Perfect fluid equations with N=1,2 Schrodinger supersymmetry

TL;DR

The paper addresses the problem of embedding non-relativistic perfect-fluid dynamics into Schrödinger supersymmetry by constructing $N=1$ and $N=2$ extensions within the Hamiltonian formalism. It introduces Grassmann-odd partners for the density $\rho$ and velocity $\upsilon_i$ (real for $N=1$, complex for $N=2$) and builds corresponding supercharges whose Poisson brackets generate a super-extended Hamiltonian $H_S$, yielding fully supersymmetric fluid dynamics. For $N=1$, the supercharge is linear in fermions and the fermionic fields can be interpreted as vorticity-potentials in a Clebsch-like velocity decomposition; the full set of conserved charges closes the $N=1$ Schrödinger superalgebra.

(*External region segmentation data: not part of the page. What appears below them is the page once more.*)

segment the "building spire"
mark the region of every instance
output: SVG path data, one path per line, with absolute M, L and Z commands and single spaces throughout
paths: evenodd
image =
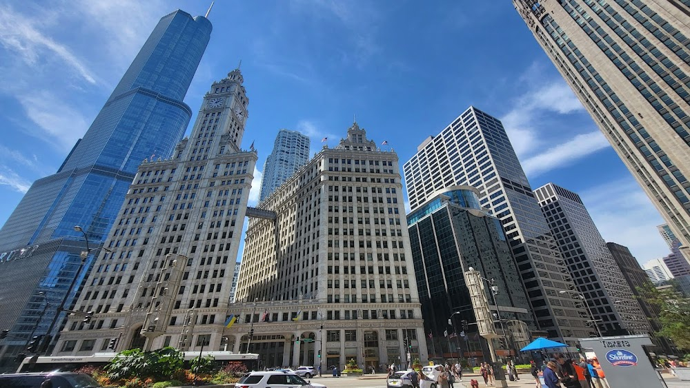
M 215 1 L 211 1 L 211 5 L 210 5 L 210 7 L 208 7 L 208 11 L 206 11 L 206 16 L 205 16 L 205 17 L 205 17 L 205 18 L 206 18 L 206 19 L 208 19 L 208 14 L 211 13 L 211 8 L 213 8 L 213 3 L 214 3 L 214 2 L 215 2 Z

The $N=2$ construction is novel, with cubic fermionic terms in the supercharges and a conserved charge set realizing the $N=2$ Schrödinger superalgebra, including an extra $J$ R-symmetry. These results provide a new class of supersymmetric non-relativistic fluids with potential links to spin-fluid models and non-relativistic holography, and open avenues for exploring higher $\mathcal{N}$ extensions and other symmetry generalizations.

Abstract

Superconformal extensions of the perfect fluid equations, which realize $N=1,2$ Schrodinger superalgebra, are constructed within the Hamiltonian formalism. They are built by introducing real (for $N=1$) or complex (for $N=2$) anticommuting field variables as superpartners for the density and velocity of a fluid. The full set of conserved charges associated with the $N=1,2$ Schrodinger superalgebra is constructed. Within the Lagrangian formalism, when the Clebsch decomposition for the velocity vector field is used, the anticommuting variables can be interpreted as potentials parameterizing fluid's vorticity.